Good cattle feed 14 days after an almost definite drought-breaking rain, first received in mid-January, occurred on several properties in ours and other districts. This was followed by further widespread rains in February. That rapid recovery is an example of how quickly pastures can recover, given appropriate grazing management as well as pasture type suited to make use of such rain.
Well managed lucerne and tropical grasses have been by far the quickest to respond to rain. In some cases, native grasses have also responded well, although in many environments they are well behind introduced tropicals like Premier digit, Consol lovegrass and bambatsi panic.
Temperate perennials like phalaris, especially in other than normally mild temperature environments, commonly don't respond well to summer rains until temperatures cool and they (the plants) assess the autumn break is occurring.

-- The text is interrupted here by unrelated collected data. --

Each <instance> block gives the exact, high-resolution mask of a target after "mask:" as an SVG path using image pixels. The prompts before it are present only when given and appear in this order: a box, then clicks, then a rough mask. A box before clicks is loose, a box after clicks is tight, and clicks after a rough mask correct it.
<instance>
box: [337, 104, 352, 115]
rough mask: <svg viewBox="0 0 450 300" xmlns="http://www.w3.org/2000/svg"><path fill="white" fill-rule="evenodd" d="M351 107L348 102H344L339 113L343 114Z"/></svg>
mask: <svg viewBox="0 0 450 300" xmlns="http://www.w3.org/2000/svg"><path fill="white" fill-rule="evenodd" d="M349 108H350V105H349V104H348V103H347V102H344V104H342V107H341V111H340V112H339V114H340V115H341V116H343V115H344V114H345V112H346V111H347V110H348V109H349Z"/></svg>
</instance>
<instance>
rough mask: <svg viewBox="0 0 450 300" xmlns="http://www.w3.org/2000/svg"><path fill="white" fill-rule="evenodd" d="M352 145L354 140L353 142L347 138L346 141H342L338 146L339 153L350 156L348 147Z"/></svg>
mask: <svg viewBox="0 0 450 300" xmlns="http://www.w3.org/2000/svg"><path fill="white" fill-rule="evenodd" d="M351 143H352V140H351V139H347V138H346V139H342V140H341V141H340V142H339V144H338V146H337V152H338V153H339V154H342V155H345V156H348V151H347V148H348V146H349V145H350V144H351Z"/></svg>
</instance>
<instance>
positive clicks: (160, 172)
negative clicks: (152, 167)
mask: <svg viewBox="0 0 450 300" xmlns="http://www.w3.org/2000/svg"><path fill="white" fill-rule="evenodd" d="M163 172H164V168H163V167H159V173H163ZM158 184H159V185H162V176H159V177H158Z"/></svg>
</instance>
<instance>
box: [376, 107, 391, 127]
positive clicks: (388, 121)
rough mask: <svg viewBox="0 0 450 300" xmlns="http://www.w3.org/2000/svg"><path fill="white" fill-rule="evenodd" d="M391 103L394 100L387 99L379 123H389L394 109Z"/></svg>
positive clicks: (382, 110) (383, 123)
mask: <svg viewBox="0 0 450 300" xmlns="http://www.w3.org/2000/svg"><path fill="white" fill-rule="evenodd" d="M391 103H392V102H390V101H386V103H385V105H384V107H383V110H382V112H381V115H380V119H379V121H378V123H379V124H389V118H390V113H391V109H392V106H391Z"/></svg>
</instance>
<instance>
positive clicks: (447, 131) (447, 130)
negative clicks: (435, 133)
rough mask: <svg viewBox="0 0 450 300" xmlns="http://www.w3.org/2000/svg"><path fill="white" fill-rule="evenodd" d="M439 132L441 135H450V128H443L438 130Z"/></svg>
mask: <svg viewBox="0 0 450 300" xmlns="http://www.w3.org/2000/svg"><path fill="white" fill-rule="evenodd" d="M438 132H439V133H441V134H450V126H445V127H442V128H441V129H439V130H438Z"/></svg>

But within a species, for example, lucerne or Premier digit, response to summer rain has varied considerably, even with the same amount of rain received. For example, in our area, we have seen Premier digit grow at a rapid rate of 150kg/dry matter a day and accumulate within four weeks over 4t/ha. In contrast, other stands have over the same period grown less than 1.0t/ha.
In the case of lucerne, some stands have grown at similar rates as Premier digit, with grazing management critical for recovery rate. Quality of both has been high, with lucerne well over 20 per cent protein and digit at 16pc or so. However, we have also seen lucerne stands not survive the drought with only weeds growing in the paddock. In other cases, plant survival has been OK, but regrowth has been slow.

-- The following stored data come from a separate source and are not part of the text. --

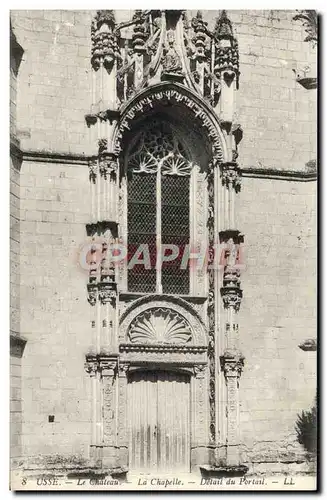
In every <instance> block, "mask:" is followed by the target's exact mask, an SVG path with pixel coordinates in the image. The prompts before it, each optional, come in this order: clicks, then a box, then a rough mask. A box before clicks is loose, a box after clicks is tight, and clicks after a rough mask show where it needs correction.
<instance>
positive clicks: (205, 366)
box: [194, 365, 206, 378]
mask: <svg viewBox="0 0 327 500" xmlns="http://www.w3.org/2000/svg"><path fill="white" fill-rule="evenodd" d="M205 369H206V365H195V366H194V373H195V378H204V376H205Z"/></svg>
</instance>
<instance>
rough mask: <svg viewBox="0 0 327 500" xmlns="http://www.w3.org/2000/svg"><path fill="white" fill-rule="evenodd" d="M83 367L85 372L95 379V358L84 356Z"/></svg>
mask: <svg viewBox="0 0 327 500" xmlns="http://www.w3.org/2000/svg"><path fill="white" fill-rule="evenodd" d="M84 367H85V370H86V372H87V373H88V374H89V375H91V377H95V375H96V372H97V371H98V367H99V364H98V360H97V358H96V356H86V361H85V363H84Z"/></svg>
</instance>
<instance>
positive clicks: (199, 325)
mask: <svg viewBox="0 0 327 500" xmlns="http://www.w3.org/2000/svg"><path fill="white" fill-rule="evenodd" d="M295 15H296V12H293V11H268V10H267V11H228V12H226V11H217V12H215V11H204V12H203V13H201V12H200V11H199V12H193V11H182V10H163V11H160V10H149V11H111V10H102V11H12V13H11V38H12V43H11V58H12V59H11V161H12V163H11V203H12V208H11V216H12V222H13V224H12V232H11V238H12V246H11V258H12V272H11V276H12V285H11V294H12V301H11V317H12V321H11V355H12V357H11V359H12V368H11V370H12V371H11V380H12V384H13V388H12V393H11V394H12V413H11V415H12V426H11V432H12V461H13V467H14V468H23V469H25V470H31V471H35V470H48V471H49V470H51V471H52V470H57V469H58V470H61V469H62V468H64V469H65V470H73V471H77V470H90V469H91V470H101V471H105V472H106V471H107V473H108V474H109V473H113V472H115V471H116V472H117V471H129V472H133V471H136V472H140V471H158V472H161V471H164V472H168V471H180V472H191V471H194V472H196V471H199V470H201V471H202V473H207V474H210V472H211V471H213V470H220V471H222V472H223V471H225V472H226V474H227V473H228V472H231V471H232V473H237V474H245V473H248V474H253V473H267V472H269V473H275V472H292V473H308V472H310V470H311V464H310V463H309V462H308V460H307V456H306V454H305V450H304V449H303V447H302V446H301V445H300V444H299V443H298V442H297V439H296V431H295V422H296V419H297V415H298V414H299V413H300V412H301V411H302V410H307V409H308V408H310V406H311V405H312V403H313V401H314V397H315V391H316V378H315V377H316V372H315V369H316V352H315V340H314V339H315V336H316V331H315V329H316V327H315V324H316V319H315V304H316V298H315V297H316V295H315V294H316V291H315V290H316V289H315V285H316V262H315V258H316V250H315V246H316V236H315V234H316V232H315V231H316V221H315V209H316V169H315V159H316V149H315V148H316V117H315V112H316V91H315V90H314V87H315V78H314V77H312V75H314V76H315V75H316V74H317V73H316V50H317V49H316V48H315V47H314V46H313V45H312V43H311V42H310V41H305V37H306V32H305V30H306V29H308V25H307V24H305V25H304V26H303V24H302V23H301V22H300V21H301V20H299V19H295V20H294V16H295ZM303 68H304V69H303ZM308 68H309V69H308ZM301 71H302V73H301ZM143 244H144V245H146V248H148V249H149V258H150V266H144V265H140V264H137V265H135V266H134V267H129V266H128V262H129V261H130V259H131V258H132V259H133V258H135V252H137V251H138V250H137V249H138V248H139V245H143ZM119 245H121V246H122V247H124V248H126V249H127V250H126V252H127V254H126V256H125V257H126V258H125V259H124V260H123V261H120V262H119V264H117V265H116V264H113V262H112V260H110V258H109V257H108V255H109V250H110V249H112V248H116V249H118V247H119ZM171 245H177V246H178V249H179V250H180V253H179V254H178V256H177V257H176V258H175V259H174V260H171V261H169V259H167V262H165V263H163V262H162V261H160V265H159V266H156V265H155V264H156V263H157V261H158V258H159V259H160V258H162V255H165V254H164V253H163V252H162V249H166V250H167V249H168V250H169V248H170V246H171ZM203 245H204V247H205V253H204V254H203V258H204V261H205V262H206V265H205V266H199V267H198V266H196V265H193V264H192V263H193V262H194V261H196V262H198V261H199V259H200V260H201V258H202V253H201V252H202V251H203ZM217 249H218V250H217ZM182 250H183V252H182ZM117 251H118V252H119V251H120V250H117ZM171 251H172V252H173V251H174V250H173V249H171ZM185 252H186V256H187V258H186V265H184V266H182V265H181V263H182V260H183V255H185ZM187 252H188V253H187ZM168 254H169V252H168ZM115 255H117V254H115ZM118 255H119V253H118ZM133 256H134V257H133ZM160 256H161V257H160ZM166 256H167V255H166ZM143 257H144V253H142V252H140V253H139V254H138V258H139V259H142V258H143ZM188 257H189V259H188ZM195 257H196V258H195ZM215 263H216V264H217V265H214V264H215Z"/></svg>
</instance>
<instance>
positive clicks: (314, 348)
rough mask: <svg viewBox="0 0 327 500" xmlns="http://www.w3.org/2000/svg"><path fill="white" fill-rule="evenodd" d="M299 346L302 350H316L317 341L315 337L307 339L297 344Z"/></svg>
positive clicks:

A major factor in plant recovery is the level of stubble retained over the drought. Even relatively low residue levels of perennial plants, with their intact root systems, effectively trap heavy rain events. It's a bit like blotting paper, with moisture retained against reasonable gravity.
Well managed lucerne and tropical grasses have been by far the quickest to respond to rain.

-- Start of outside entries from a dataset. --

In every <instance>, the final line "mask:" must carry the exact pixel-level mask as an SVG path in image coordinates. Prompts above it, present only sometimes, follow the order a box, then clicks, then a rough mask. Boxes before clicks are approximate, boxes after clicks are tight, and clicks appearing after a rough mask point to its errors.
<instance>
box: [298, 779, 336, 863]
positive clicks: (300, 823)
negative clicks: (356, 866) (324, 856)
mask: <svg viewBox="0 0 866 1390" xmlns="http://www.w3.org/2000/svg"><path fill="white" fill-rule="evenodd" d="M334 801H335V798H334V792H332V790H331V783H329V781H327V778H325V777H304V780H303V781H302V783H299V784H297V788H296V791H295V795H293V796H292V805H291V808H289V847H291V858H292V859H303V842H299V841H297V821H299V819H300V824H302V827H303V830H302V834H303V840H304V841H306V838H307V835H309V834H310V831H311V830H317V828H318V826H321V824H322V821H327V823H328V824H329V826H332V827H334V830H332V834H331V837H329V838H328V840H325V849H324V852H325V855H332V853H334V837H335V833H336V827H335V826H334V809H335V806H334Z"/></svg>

Cropping paddocks with retained ground cover have also helped conserve rainfall from moderately heavy rain events. The intact root system attached to above ground plant material has also helped with moisture capture and helped prevent wind erosion.
Grazing management that combines allowing reasonable plant recovery prior to grazing with adequate ground cover, especially for perennial plants, also helps with plant survival as well as plant recovery. Generally, after grazing, perennial plants use their root reserves to recommence growth before they gradually replenish those reserves. Detailed lucerne research for example, by NSW DPI, shows after grazing, plants draw on root reserves for the first seven or so days and then up to about day 45, replenish these reserves.
Not all species are so vulnerable that they require strict grazing management periods followed by longer no-graze recovery periods. But a flexible system of rotational grazing keeps most species reasonably resilient and able to cope when droughts occur.
Post-drought rain grazing management is also important. Appreciating that plants have gone through a stressful time with their root reserves likely low, it is best to allow them a period of regrowth before grazing to rebuild these reserves. Regrowth will be faster if a good level of leaf material is allowed to develop to best utilise sunlight, an important aspect of growth.
Good soil fertility is also an important aspect of pasture recovery. Not correcting deficiencies like phosphorus and sulphur, and for non-legume plants nitrogen, means root depth and mass will certainly be far less, equally important, grazing quality will be lower.